When you buy a new smart phone, it comes ready to use with key programs – like email, messaging, telephone, maps, and calculators – already installed. It’s the ability to add custom applications and easily upgrade them that makes your phone most useful. Whether you install social media, fitness or productivity applications, a smart phone can accommodate added features to help you achieve your goals.

The U.S. Navy initiated a similar approach when officials developed the concept for the Littoral Combat Ships (LCS) more than 10 years ago, focusing on making the vessels adaptable for the future. Today, the service is implementing that unique adaptability by looking at making changes to the current ship designs as they are modified to become the future fast frigates (FF). With the LCS and FF, technology allows the Navy to add more advanced, proven capabilities to a sophisticated platform.

Lockheed Martin, which leads one of the industry teams that produces LCSs for the U.S. Navy, is providing the U.S. Navy with ideas on how to enhance current LCS designs with different levels of offensive and defensive capability.

“The Navy’s approach to the LCS and FF focuses on modularity, or the ability to plug in different capabilities to address different needs,” said Joe North, vice president of Littoral Ships and Systems for Lockheed Martin. “Because the platforms are built to accommodate a multitude of added sensors, weapons and defense systems, the LCS and FF can be mission-ready in days or weeks, in contrast to other warships that may require several years to configure.”

“Apps” for the LCS and FF come as mission modules, which are interchangeable packages installed into the ship.
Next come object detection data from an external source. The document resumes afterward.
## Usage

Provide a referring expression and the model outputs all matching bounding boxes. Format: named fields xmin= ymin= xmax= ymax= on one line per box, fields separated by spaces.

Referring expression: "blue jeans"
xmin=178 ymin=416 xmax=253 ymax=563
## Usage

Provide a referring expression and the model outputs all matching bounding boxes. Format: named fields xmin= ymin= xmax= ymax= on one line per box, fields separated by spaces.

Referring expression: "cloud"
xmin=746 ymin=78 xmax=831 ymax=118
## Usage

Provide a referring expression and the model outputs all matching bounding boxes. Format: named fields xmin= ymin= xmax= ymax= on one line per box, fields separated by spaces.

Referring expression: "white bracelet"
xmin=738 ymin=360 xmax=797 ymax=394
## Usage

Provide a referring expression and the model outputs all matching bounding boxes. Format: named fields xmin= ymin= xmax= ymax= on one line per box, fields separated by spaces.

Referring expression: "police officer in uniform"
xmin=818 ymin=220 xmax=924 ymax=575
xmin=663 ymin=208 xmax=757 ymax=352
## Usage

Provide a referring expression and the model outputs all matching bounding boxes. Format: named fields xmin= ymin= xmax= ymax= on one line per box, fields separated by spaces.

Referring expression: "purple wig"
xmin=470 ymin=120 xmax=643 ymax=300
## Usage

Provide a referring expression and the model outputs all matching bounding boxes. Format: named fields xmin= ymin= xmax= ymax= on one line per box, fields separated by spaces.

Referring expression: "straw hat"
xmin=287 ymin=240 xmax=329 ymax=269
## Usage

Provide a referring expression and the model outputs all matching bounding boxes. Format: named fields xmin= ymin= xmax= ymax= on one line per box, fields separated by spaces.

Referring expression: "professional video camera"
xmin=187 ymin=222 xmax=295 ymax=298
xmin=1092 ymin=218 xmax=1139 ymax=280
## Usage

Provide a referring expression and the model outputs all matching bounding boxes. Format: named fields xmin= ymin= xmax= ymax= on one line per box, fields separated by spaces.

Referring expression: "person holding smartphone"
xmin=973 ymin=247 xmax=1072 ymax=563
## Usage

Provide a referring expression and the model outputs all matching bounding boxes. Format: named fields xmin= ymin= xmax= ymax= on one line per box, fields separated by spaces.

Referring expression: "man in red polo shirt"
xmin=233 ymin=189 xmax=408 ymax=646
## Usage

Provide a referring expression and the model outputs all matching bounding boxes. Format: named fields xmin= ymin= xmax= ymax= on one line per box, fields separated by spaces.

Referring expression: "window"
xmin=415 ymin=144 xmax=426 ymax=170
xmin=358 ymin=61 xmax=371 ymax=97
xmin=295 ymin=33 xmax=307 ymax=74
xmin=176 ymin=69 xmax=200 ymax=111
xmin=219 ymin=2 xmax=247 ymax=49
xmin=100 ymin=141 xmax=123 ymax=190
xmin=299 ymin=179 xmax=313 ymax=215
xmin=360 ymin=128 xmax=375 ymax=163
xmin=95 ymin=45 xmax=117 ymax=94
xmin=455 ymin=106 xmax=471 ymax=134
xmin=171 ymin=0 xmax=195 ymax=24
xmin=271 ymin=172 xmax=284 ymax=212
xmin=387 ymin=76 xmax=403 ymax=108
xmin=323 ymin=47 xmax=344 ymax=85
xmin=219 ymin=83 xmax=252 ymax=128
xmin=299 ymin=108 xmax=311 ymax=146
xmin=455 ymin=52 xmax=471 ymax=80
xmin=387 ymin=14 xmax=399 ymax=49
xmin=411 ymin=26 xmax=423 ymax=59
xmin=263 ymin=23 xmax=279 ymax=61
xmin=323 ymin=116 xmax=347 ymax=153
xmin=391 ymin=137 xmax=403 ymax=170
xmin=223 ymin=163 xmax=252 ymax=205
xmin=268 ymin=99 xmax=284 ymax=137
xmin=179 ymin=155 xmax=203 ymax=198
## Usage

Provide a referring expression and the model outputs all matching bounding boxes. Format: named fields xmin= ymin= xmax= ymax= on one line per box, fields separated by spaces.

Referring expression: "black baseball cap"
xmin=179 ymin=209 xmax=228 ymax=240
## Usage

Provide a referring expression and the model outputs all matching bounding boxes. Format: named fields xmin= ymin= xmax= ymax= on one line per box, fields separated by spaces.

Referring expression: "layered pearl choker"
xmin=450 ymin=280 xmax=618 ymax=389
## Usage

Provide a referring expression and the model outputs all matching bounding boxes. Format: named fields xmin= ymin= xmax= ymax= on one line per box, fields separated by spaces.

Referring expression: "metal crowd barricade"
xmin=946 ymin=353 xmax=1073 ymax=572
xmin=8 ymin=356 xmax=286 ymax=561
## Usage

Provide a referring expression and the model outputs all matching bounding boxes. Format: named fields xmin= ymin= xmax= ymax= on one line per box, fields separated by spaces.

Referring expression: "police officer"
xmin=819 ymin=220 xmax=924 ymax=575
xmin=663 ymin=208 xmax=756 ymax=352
These mission modules provide the ship with the systems needed for surface warfare, submarine hunting and mine clearing. The LCS and FF incorporate large reconfigurable spaces, such as a large aircraft hangar for launch and recovery, and a weapon zone that can accommodate offensive and defensive weapons.

Add-ons to these futuristic warships don’t track your favorite sports team or earn you rewards from your favorite coffee shop; rather, they help these ships to fight piracy, conduct drug interdictions and protect its crews from air, surface and underwater threats.

Though the Navy can’t download its LCS and FF mission modules or pull from the cloud (yet!) – they can be swapped out in less than a week using advanced technology.

“As threats continue to change now and in the future, the Navy can easily reconfigure the LCS and FF to address long range and short range surface threats, enhance detection abilities, and defend from air threats and electronic warfare,” North said. “Not only is this approach timely and effective, but also cuts the cost of upgrades.”

The Lockheed Martin team has delivered two LCS to the U.S. Navy, and six LCS are under construction at Marinette Marine Corporation in Marinette, Wisconsin.

The first LCS, USS Freedom, successfully completed a deployment to Southeast Asia in 2013.  During deployment, USS Freedom demonstrated the seamless integration of the Surface Warfare mission module, which included the MH-60R “Romeo” helicopter to extend the ship’s sensors and weapons in the air.

Currently, USS Fort Worth (LCS 3) is deployed to Southeast Asia for 16 months, where its Surface Warfare capabilities have expanded upon USS Freedom’s by employing both manned and unmanned aircraft in tandem.